Languages with latent type systems, such as Scheme, contain no type declarations in the source code of programs. The "static" type scheme of a given program in such a language is thus latent: terms in the program may be considered to have types, but they aren't explicitly declared. It may be possible to infer types for terms in such programs, but it isn't necessarily easy to do so automatically, and there are usually many possible type schemes that can be assigned to a given program.
Usually, such languages use what are known as "dynamic types" (arguably, a misnomer) to keep track of the types of values at runtime, i.e. values are tagged with type tags so that e.g. strings can be distinguished from integers at runtime.
However, latent type systems are not the same as dynamic types, even though both are typically found together in the same language. The term "latent type" refers to the types of terms in the program, i.e. a syntactic concept, whereas "dynamic types" refer to the types of values at runtime.

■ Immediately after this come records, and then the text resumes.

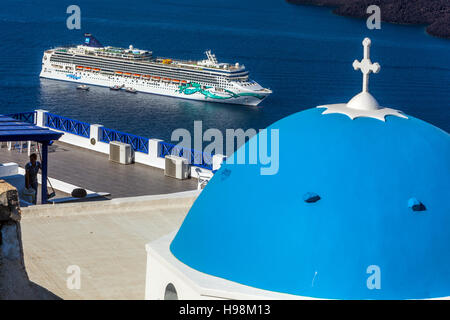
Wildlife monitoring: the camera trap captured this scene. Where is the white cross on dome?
[317,38,408,121]
[353,38,381,92]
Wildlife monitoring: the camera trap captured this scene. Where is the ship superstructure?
[40,34,272,106]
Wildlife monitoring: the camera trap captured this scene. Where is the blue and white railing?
[100,127,149,153]
[8,110,224,177]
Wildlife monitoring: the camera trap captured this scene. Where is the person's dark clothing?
[25,161,41,204]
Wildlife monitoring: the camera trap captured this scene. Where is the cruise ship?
[40,33,272,106]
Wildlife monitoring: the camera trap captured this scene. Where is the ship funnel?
[84,33,103,48]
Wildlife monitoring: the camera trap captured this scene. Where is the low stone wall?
[0,180,57,300]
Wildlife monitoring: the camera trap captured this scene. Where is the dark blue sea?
[0,0,450,141]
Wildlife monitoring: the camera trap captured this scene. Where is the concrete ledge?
[22,190,200,219]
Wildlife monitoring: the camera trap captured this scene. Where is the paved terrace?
[0,142,197,198]
[21,191,198,299]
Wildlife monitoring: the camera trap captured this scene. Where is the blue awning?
[0,115,63,142]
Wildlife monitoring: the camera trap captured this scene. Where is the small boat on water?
[109,84,123,91]
[77,84,89,91]
[125,87,137,93]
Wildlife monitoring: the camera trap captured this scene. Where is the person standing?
[25,153,42,204]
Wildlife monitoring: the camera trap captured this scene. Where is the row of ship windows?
[50,60,220,83]
[45,69,215,89]
[50,56,248,78]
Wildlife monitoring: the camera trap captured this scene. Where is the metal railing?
[6,111,36,124]
[44,112,91,138]
[158,141,213,170]
[99,127,148,153]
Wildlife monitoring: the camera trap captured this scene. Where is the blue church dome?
[170,38,450,299]
[171,108,450,299]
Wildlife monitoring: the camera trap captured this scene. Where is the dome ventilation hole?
[221,169,231,181]
[408,198,427,211]
[303,192,320,203]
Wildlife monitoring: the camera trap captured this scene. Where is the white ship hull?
[40,69,270,106]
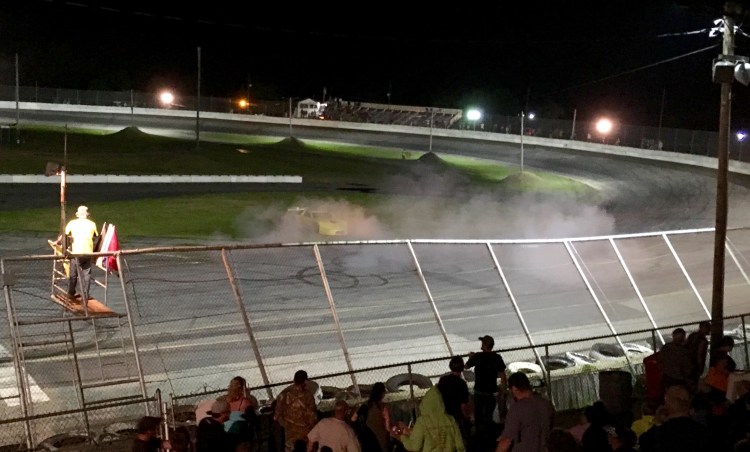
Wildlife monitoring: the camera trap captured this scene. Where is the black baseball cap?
[479,335,495,349]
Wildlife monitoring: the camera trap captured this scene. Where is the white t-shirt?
[65,218,99,254]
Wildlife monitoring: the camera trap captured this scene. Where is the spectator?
[132,416,162,452]
[355,382,391,452]
[638,405,669,451]
[581,401,612,452]
[641,386,716,452]
[307,400,360,452]
[224,405,258,452]
[195,398,234,452]
[397,386,466,452]
[705,336,737,411]
[607,427,638,452]
[437,356,471,442]
[659,328,695,391]
[497,372,555,452]
[630,402,656,438]
[685,321,711,392]
[274,370,318,452]
[224,376,258,431]
[466,336,507,441]
[547,428,580,452]
[568,410,591,445]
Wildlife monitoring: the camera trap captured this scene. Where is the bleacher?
[324,99,463,129]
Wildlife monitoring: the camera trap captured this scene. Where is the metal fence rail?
[0,85,750,161]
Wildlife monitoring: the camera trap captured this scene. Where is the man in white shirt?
[307,400,360,452]
[65,206,99,299]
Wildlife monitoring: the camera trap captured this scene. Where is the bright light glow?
[159,91,174,105]
[596,118,613,135]
[466,109,482,121]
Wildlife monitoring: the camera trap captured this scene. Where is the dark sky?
[0,0,750,130]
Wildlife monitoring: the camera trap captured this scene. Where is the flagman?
[56,206,99,300]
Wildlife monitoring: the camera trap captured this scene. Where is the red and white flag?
[96,224,120,272]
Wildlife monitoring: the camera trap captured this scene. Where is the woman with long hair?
[365,382,391,452]
[226,376,252,413]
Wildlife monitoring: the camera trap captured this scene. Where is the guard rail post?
[740,314,750,369]
[544,345,555,405]
[406,363,417,422]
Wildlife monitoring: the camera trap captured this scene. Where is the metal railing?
[0,85,750,161]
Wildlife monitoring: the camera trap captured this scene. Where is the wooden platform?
[52,294,117,317]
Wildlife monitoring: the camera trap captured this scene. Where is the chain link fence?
[0,229,750,444]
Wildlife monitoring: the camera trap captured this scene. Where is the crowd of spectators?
[133,322,750,452]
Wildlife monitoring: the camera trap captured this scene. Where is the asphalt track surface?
[0,113,750,430]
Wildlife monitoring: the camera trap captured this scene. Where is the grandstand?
[324,99,463,129]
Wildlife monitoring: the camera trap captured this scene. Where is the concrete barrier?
[0,101,750,174]
[0,174,302,184]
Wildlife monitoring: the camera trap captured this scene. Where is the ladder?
[6,251,150,446]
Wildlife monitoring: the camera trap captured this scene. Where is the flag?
[96,224,120,272]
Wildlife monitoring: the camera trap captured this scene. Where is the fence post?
[740,314,750,369]
[0,259,35,450]
[312,245,358,397]
[609,237,665,349]
[661,233,711,319]
[544,344,555,406]
[487,242,547,373]
[406,363,417,419]
[115,252,151,416]
[406,240,453,356]
[221,248,273,399]
[563,240,635,375]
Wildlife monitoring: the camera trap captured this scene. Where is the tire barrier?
[508,361,542,375]
[541,355,578,371]
[385,374,433,392]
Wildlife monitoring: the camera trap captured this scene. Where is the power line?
[540,44,720,96]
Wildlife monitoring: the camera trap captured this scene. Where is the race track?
[0,112,750,428]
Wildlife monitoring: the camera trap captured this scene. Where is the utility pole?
[711,2,735,352]
[289,97,294,138]
[656,88,667,143]
[195,47,201,149]
[570,108,578,140]
[16,54,21,144]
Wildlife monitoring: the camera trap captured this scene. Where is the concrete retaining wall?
[0,101,750,174]
[0,174,302,184]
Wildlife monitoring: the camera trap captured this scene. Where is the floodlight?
[734,62,750,86]
[596,118,614,135]
[466,109,482,121]
[159,91,174,105]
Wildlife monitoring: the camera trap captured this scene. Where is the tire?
[541,355,577,370]
[385,374,433,392]
[508,361,542,375]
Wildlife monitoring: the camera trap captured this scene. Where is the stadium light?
[159,91,174,107]
[736,130,747,162]
[596,118,614,135]
[466,108,482,130]
[521,112,536,173]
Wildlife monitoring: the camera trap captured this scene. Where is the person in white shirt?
[307,400,361,452]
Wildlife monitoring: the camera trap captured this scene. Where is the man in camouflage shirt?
[274,370,318,452]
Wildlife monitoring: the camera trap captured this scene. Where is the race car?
[287,207,348,236]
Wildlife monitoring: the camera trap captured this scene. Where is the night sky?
[0,0,750,130]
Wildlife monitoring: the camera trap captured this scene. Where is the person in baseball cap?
[195,397,234,452]
[479,335,495,352]
[466,335,508,444]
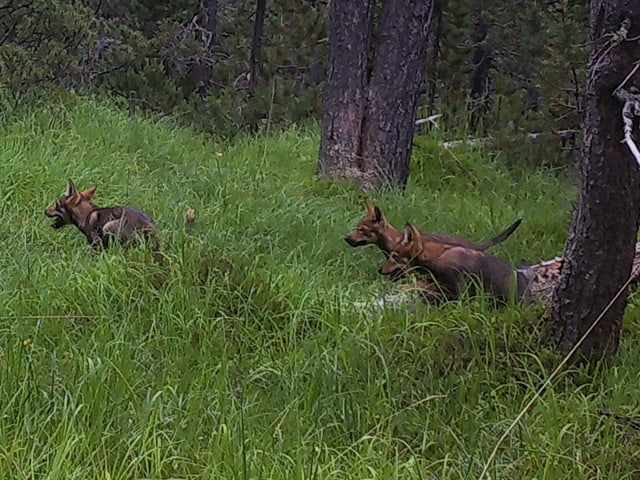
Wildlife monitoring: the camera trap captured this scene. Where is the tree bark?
[249,0,267,93]
[361,0,432,188]
[550,0,640,358]
[317,0,374,180]
[318,0,432,188]
[468,2,493,132]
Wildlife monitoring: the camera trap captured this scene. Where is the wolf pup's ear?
[64,180,78,197]
[80,187,97,200]
[373,206,384,223]
[364,202,374,217]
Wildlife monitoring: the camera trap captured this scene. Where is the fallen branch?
[442,129,580,148]
[613,62,640,166]
[416,113,442,127]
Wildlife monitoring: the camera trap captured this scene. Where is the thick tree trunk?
[318,0,432,188]
[317,0,374,180]
[249,0,267,93]
[361,0,432,188]
[550,0,640,358]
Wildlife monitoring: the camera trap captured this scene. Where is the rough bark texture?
[361,0,432,188]
[469,2,493,132]
[249,0,267,93]
[550,0,640,358]
[317,0,374,180]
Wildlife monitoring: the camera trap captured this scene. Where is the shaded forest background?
[0,0,589,165]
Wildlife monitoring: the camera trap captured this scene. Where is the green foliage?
[0,95,640,480]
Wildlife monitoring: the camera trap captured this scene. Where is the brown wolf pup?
[379,224,534,301]
[344,204,522,257]
[45,180,157,248]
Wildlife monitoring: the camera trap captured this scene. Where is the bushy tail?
[476,218,522,251]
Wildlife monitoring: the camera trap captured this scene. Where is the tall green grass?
[0,95,640,480]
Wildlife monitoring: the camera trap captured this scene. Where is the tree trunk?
[427,0,444,115]
[249,0,267,94]
[361,0,432,188]
[550,0,640,358]
[317,0,374,180]
[468,2,493,132]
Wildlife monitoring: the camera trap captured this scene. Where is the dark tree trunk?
[249,0,267,93]
[361,0,432,188]
[550,0,640,358]
[318,0,432,188]
[427,0,444,115]
[203,0,218,47]
[469,2,493,131]
[317,0,374,180]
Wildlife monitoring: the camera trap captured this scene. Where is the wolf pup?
[45,180,157,248]
[344,204,522,257]
[379,224,534,301]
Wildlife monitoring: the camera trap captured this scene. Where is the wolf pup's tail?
[477,218,522,251]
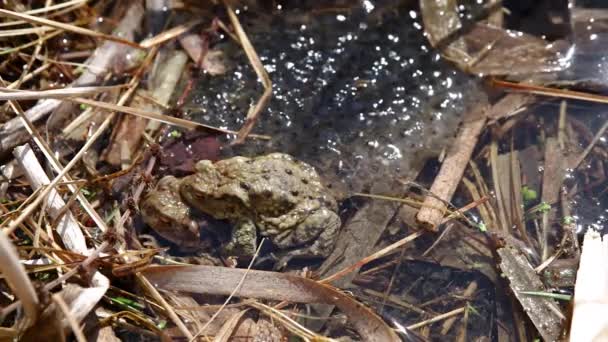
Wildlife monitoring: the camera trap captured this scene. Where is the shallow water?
[188,1,477,195]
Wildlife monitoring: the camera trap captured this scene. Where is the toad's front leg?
[223,220,257,256]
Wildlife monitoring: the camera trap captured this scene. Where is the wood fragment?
[541,137,566,260]
[497,247,562,341]
[416,106,486,231]
[570,230,608,342]
[0,2,144,154]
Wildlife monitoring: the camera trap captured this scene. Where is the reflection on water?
[185,2,476,195]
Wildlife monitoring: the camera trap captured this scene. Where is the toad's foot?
[223,220,257,256]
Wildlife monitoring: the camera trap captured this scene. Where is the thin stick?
[68,97,270,140]
[407,306,466,330]
[0,85,124,101]
[53,294,87,342]
[416,106,486,231]
[224,1,272,144]
[492,79,608,103]
[320,231,424,283]
[0,232,39,327]
[189,239,266,342]
[570,121,608,170]
[0,9,143,49]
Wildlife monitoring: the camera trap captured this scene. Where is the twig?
[0,85,124,101]
[189,239,266,342]
[407,306,467,330]
[0,2,144,151]
[416,106,486,231]
[224,1,272,144]
[320,231,423,283]
[570,121,608,170]
[0,228,39,327]
[0,9,143,49]
[69,98,270,140]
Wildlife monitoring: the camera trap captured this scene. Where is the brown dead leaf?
[142,266,399,342]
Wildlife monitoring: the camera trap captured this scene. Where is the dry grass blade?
[0,231,39,327]
[24,0,88,15]
[53,294,87,342]
[139,20,202,48]
[247,301,337,342]
[321,231,423,283]
[69,98,270,140]
[190,239,265,342]
[0,85,124,101]
[0,30,63,56]
[492,79,608,103]
[0,9,142,49]
[224,1,272,144]
[142,266,399,342]
[0,26,54,38]
[570,121,608,169]
[407,307,467,330]
[137,273,194,339]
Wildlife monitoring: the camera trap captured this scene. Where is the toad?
[142,153,341,263]
[140,176,200,250]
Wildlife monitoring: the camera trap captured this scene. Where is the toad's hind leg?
[273,209,341,269]
[223,220,257,256]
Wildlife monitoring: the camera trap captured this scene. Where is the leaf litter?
[0,0,607,341]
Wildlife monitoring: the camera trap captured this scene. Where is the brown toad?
[140,176,200,249]
[173,153,340,262]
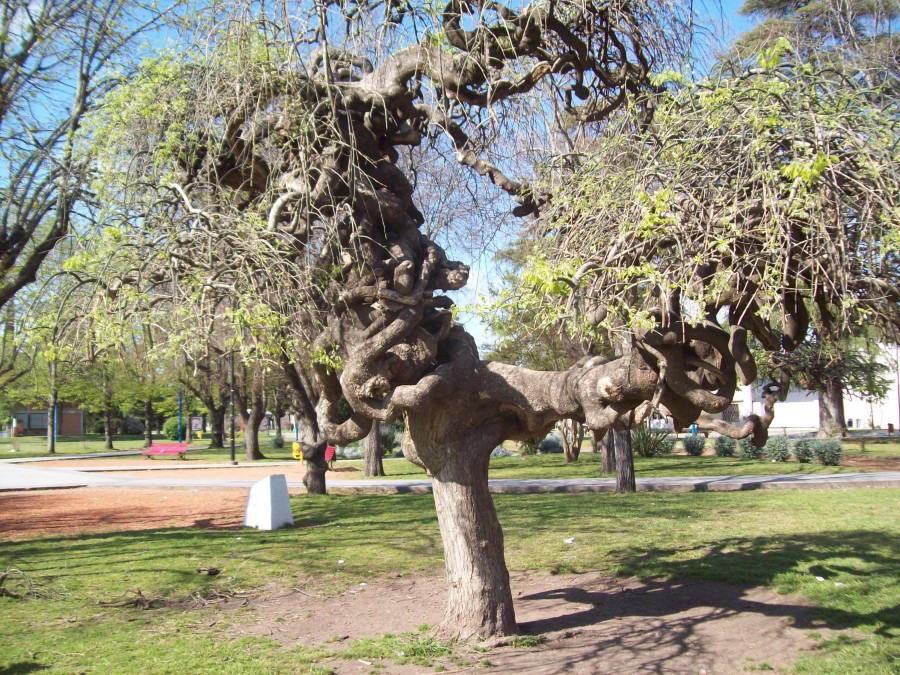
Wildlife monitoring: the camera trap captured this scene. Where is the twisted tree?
[89,0,900,637]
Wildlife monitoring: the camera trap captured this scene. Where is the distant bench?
[141,443,187,459]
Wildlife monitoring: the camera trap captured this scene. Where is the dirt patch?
[0,488,247,539]
[0,488,827,675]
[841,455,900,471]
[237,573,822,674]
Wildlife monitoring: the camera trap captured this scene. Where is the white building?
[734,345,900,433]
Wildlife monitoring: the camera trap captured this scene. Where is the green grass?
[0,434,293,462]
[336,452,872,479]
[843,436,900,458]
[0,489,900,673]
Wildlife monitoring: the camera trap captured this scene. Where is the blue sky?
[453,0,754,354]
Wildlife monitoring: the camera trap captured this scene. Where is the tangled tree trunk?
[608,429,637,492]
[816,380,847,438]
[47,361,59,455]
[594,429,616,474]
[403,403,516,639]
[235,386,266,462]
[144,398,153,448]
[363,422,384,477]
[103,366,115,450]
[204,401,225,448]
[557,420,584,464]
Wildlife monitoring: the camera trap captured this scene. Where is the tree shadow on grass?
[523,531,900,638]
[0,661,50,675]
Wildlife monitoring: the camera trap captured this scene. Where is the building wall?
[13,403,84,436]
[735,345,900,430]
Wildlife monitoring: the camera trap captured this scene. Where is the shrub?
[632,424,675,457]
[813,438,841,466]
[519,438,542,455]
[491,445,512,457]
[681,436,706,457]
[163,417,187,441]
[738,438,762,459]
[794,438,816,464]
[539,435,563,455]
[713,436,737,457]
[334,445,362,459]
[764,436,791,462]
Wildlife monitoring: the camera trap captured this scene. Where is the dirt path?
[0,486,822,675]
[236,573,827,675]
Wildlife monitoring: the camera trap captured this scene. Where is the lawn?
[0,489,900,673]
[336,452,861,479]
[0,434,293,462]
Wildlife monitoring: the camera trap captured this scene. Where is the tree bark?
[301,441,328,495]
[594,429,616,474]
[144,398,153,448]
[816,380,847,438]
[363,422,384,477]
[205,403,225,448]
[103,366,115,450]
[47,361,59,455]
[608,429,637,492]
[432,449,516,640]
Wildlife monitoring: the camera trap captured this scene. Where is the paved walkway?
[0,463,900,494]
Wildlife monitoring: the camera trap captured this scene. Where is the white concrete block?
[244,474,294,530]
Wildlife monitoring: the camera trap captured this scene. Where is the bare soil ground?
[237,572,821,675]
[0,488,827,675]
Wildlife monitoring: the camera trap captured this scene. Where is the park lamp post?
[229,351,237,465]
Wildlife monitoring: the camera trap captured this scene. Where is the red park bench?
[141,443,187,459]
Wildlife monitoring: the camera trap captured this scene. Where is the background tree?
[765,336,890,438]
[0,0,171,307]
[86,0,898,637]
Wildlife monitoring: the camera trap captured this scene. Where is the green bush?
[794,438,816,464]
[813,438,841,466]
[763,436,791,462]
[632,425,676,457]
[163,417,187,441]
[518,438,543,455]
[738,438,762,459]
[681,436,706,457]
[539,436,563,455]
[713,436,737,457]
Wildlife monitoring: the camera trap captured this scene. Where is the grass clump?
[713,436,737,457]
[681,436,706,457]
[738,438,762,459]
[631,424,675,458]
[763,436,791,462]
[813,438,841,466]
[338,632,453,666]
[794,438,816,464]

One way to see the distinction here is to look at the type of a simple procedure:
(define double (lambda (x) (* x 2)))
The latent type of this procedure can be described as number -> number. However, the dynamic type of the procedure would usually be considered to be determined by the type predicates it satisfies: in this case, since (procedure? double) returns #t, we would say that the dynamic type of double is procedure.
This distinction is also the reason that type theorists say that "dynamic type" is a misnomer. Internal tags such as the one which identifies double as a procedure at runtime are used to help manage types, but the tags themselves do not correspond directly to types in many cases.